Diane Logan, an outpatient staff nurse at UConn Health for 15 years said as part of her job, she worked directly with patients in March doing COVID screening. On March 27, she developed symptoms and on April 2, tested positive. She said of the approximate 100 employees, 22 have also tested positive. She was ill for four weeks and has exhausted all her sick time.

“I’m concerned if I need to go to a doctor,” she said, “I have no sick time.” She is a member of University Health Professionals, AFT Local 3837.

Virginia Ligi, a correctional officer at Cheshire Correctional Institution said that “working on front lines is stressful on normal day.” She said she “can’t describe how hard it is” with the COVID-19 pandemic. “Everyone is on edge at work.”

On March 7, she said she got “knocked off my feet” with COVID-19.

For three weeks, and with three young children at home, she was desperately sick in bed at her home. She said she got two weeks of state sick time and used up the rest of her work sick time. She said “fellow officers were denied workers compensation.

"We deserve better,” she said, noting that the state Department of corrections was “very, very slow to get PPE” to officers. “That’s why a lot of people tested positive at Cheshire,” she said citing the lack of PPE. She said masks were given out well after she tested positive.

Ligi is a member of AFSCME Local 387.

Letters to Lamont

The AFL-CIO Connecticut, and state Senate and House Democrats all wrote Lamont about workers comp for frontline essential workers who have contracted the disease.

“For weeks, we have asked you and your staff to act on their behalf by creating an irrebuttable workers' compensation presumption. This would allow them to access the healthcare, wage replacement, disability and God forbid, death benefits should they contract COVID-19. There is no reason that these workers, who are doing the jobs no one else can or will do, should have to endure the stress of having their claims denied and being forced to wage an appeal during one of the most dangerous and frightening times of their lives,” union president Luciano wrote.

“Your own Department of Insurance appreciates the urgency of this situation, having fast tracked no-cost life insurance policies for health care workers. That's commendable, but we need to do just as much for those who are ill, because they acquired COVID-19 at work.”

Senate Democrats told Lamont in a letter that the state “must demonstrate our support for the few workers whose jobs are essential enough to require them to risk exposure to COVID-19 by reporting to work.”

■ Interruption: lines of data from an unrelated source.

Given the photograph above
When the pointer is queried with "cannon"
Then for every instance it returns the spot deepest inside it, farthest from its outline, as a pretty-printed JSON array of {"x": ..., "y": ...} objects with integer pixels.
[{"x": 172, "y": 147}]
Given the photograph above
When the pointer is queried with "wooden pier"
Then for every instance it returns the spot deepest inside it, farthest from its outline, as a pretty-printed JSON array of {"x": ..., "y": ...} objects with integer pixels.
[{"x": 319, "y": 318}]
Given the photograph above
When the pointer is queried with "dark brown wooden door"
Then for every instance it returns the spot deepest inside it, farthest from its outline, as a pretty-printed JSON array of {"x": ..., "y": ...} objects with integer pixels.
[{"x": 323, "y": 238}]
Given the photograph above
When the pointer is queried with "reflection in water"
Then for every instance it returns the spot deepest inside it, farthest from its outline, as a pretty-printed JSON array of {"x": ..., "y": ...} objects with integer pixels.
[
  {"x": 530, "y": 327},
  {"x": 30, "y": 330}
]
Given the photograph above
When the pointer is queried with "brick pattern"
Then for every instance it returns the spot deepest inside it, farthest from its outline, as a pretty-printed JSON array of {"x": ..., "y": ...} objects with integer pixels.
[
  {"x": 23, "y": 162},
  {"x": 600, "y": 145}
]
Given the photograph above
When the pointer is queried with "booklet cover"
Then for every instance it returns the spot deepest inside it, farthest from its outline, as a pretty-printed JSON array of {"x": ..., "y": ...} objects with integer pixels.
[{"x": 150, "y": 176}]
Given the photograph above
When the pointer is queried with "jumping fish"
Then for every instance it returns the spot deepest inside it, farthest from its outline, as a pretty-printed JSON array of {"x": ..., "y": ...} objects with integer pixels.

Democratic legislators said Lamont should exercise his power to modify the Workers' Compensation Act to state that essential workers who have regular interaction with co-workers or strangers during the pandemic, that test positive for COVID-19, or are diagnosed by their health care provider as having likely contracted the virus, shall be presumed to have acquired the virus on the job.

House Democrats said that while, “There is much we cannot control about this pandemic, but making sure workers have an irrefutable workers’ compensation is one thing we can do. We urge you to quickly issue an executive order providing that presumption those frontline workers so desperately need and deserve.”